Indeed the data of Kalucka et al., 2020, support that RPTPγ is broadly expressed in endothelial cells from arteries, capillaries, and the venous system. Based on the data from Kalucka et al. – that are publicly available through the EC Database at https://endotheliomics.shinyapps.io/ec_atlas/ – we have now expanded Figure 1 to show the endothelial expression patterns in different vascular beds and blood vessels of various sizes (Figure 1C-E).

– UK Biobank data analysis. The reported differences between cases and controls after age- and sex-matching is a useful initial step. However, the authors should conduct additional analyses after correcting for other clinical characteristics, particularly smoking, diabetes, hypertension, dyslipidemia, and history of previous cardiovascular events.

We thank the reviewers for these suggestions and have now thoroughly revised and updated the UK Biobank analysis. The following changes were done:

a) The initial genetic analysis of the exome variants within PTPRG was based on the SPB pipeline (see van Hout et al., 2019). It is now known that the SPB pipeline did not correctly identify genetic variants, which is why this data set has been retracted and replaced by a new genetic data set generated using the Functionally Equivalent pipeline (PMID: 30279509). For our study, this means that the number of genetic variants was reduced from 80 to 75 predicted loss-of-function (pLOF) variants in PTPRG.

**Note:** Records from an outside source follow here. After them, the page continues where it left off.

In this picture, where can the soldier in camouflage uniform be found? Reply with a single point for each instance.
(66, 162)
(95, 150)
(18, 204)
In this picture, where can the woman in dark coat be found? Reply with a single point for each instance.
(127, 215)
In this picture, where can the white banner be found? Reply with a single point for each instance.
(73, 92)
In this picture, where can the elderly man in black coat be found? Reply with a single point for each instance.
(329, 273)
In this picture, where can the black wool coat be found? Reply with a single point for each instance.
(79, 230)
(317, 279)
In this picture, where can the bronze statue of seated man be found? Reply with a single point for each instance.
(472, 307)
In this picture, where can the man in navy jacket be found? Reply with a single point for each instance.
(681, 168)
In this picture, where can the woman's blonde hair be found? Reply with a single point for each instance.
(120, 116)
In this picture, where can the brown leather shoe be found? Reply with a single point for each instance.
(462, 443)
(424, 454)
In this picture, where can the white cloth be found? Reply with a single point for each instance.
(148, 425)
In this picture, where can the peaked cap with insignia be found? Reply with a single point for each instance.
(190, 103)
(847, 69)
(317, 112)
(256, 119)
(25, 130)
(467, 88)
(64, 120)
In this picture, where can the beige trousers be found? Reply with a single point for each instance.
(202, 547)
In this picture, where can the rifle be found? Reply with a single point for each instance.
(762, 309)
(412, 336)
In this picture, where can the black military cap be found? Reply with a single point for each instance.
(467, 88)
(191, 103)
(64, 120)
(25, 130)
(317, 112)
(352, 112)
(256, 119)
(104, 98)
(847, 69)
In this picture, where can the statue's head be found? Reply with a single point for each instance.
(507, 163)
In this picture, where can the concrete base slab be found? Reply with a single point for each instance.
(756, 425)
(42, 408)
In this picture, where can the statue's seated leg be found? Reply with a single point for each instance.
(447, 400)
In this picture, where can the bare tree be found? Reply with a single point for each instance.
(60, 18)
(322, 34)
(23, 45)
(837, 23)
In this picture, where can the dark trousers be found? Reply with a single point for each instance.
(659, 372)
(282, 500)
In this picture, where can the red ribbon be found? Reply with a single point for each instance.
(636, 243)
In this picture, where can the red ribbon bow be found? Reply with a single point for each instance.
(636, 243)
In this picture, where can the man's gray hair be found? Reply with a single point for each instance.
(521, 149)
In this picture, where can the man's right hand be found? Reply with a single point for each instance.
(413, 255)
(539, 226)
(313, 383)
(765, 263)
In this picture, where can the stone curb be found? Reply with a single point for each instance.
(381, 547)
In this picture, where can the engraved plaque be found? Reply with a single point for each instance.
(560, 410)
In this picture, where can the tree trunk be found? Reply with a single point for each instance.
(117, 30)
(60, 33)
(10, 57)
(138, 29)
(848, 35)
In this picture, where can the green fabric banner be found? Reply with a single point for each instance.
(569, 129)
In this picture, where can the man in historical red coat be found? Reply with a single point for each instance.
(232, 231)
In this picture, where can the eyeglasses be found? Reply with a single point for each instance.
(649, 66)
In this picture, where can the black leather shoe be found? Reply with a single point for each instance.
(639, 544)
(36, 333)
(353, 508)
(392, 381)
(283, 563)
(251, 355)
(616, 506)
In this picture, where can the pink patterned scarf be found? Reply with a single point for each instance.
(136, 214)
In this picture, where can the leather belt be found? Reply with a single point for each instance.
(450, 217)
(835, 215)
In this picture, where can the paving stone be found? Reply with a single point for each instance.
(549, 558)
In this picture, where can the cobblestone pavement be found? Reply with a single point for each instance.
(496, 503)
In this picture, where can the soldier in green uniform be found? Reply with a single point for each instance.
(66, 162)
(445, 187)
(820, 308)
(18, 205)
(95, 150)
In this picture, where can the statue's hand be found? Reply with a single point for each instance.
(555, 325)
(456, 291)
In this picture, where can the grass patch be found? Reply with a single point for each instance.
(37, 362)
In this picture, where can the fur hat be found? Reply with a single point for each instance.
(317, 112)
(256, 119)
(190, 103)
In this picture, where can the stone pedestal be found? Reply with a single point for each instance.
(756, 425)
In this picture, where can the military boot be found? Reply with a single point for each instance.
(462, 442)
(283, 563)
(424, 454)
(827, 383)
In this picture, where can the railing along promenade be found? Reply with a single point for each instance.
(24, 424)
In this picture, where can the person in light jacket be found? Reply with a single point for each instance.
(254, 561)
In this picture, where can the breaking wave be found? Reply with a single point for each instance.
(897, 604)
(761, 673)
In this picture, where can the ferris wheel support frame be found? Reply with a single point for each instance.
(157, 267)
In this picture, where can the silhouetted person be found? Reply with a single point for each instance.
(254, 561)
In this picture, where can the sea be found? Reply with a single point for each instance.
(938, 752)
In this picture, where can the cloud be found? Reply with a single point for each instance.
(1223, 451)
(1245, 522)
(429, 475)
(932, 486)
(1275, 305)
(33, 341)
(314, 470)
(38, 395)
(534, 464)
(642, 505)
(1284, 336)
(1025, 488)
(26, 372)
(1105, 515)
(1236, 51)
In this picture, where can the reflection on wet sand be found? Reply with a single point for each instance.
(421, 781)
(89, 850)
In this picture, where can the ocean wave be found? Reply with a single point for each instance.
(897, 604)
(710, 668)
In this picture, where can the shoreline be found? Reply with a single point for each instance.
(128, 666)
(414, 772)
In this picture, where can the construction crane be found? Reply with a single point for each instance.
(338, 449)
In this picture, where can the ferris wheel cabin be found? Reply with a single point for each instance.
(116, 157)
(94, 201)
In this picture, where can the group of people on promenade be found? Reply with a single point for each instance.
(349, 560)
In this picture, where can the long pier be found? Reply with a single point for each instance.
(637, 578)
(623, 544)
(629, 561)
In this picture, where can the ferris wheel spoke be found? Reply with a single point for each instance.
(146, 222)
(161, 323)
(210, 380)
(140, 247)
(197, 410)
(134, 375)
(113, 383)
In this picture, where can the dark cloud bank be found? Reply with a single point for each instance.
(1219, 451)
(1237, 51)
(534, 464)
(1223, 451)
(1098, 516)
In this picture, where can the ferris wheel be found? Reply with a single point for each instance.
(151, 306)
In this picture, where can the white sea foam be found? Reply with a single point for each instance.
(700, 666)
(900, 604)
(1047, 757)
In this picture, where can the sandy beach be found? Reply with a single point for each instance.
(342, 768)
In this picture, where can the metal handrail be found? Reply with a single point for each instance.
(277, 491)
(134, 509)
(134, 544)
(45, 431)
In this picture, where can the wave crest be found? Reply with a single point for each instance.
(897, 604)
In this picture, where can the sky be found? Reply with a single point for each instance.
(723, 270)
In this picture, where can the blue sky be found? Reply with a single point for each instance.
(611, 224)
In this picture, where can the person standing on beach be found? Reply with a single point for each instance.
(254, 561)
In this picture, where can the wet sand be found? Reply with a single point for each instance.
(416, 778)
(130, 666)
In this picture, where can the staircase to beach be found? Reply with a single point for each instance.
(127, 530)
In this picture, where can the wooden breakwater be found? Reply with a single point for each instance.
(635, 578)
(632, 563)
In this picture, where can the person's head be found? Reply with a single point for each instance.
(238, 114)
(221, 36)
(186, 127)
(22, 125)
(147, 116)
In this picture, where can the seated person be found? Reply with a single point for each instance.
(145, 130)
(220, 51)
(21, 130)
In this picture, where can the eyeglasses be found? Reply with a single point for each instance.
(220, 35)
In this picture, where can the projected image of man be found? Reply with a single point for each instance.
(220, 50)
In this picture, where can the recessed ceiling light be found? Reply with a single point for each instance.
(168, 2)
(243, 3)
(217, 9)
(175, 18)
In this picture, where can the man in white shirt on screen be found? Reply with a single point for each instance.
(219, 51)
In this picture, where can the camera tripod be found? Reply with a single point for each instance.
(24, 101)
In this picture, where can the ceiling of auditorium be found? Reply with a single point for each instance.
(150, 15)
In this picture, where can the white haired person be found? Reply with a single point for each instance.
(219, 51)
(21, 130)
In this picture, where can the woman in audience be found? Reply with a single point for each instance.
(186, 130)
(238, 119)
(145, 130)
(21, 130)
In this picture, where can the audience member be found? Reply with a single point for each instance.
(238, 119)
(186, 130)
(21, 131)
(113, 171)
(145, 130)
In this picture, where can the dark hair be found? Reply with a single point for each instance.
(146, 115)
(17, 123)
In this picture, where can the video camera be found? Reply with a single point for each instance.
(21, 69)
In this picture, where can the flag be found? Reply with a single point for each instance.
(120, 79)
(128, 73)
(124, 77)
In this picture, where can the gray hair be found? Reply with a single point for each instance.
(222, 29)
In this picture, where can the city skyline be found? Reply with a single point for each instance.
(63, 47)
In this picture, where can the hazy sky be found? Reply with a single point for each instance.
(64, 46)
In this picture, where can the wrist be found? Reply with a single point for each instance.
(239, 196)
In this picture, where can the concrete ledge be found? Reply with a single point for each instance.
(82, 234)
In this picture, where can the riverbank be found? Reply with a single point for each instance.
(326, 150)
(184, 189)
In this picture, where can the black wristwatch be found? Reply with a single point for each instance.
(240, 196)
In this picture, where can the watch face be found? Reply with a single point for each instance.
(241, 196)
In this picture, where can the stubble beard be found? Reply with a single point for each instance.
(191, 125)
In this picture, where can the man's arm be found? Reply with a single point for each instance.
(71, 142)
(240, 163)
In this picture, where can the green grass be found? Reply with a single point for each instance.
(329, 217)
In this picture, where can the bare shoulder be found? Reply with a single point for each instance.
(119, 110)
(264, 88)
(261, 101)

b) Besides the errors within the original release of the UK Biobank exome data, we unfortunately observed another error relating to the extraction of individuals carrying pLOF variants. In our original report we stated that a total of 1,288 individuals were carrying at least one pLOF variant. This is not correct. We used an earlier version of the R package qgg (PMID: 31883004) to extract genotypes and phenotypes, which at that time had an issue reading the data correctly (such that individuals with missing genotypes were included). The package has been updated, and we have now extracted the correct information.

c) Since our first submission, seven UK Biobank participants have withdrawn their consent, and as a consequence we had to remove these individuals from our analysis.

d) In addition to these corrections, we have now also extracted additional information from the UK Biobank to allow us to conduct new analyses where we correct for sex, age, body mass index, genetic principal component, smoking status, dyslipidemia, diabetes mellitus, and hypertension. To best perform these analyses, we now test differences based on logistic regression analyses (Figure 7A-C) or multiple linear regression analyses (Figure 7D).

e) In the original analyses, we divided the UK Biobank participants between controls and carriers of any PTPRG pLOF variant irrespective of its predicted severity. In the new analysis, we have used additional information dividing the pLOF carriers into those with low, moderate, and high predicted impact.

f) We have now also expanded the analyses to include self-reported health status (Figure 7C) and left ventricular ejection fraction (Figure 7D).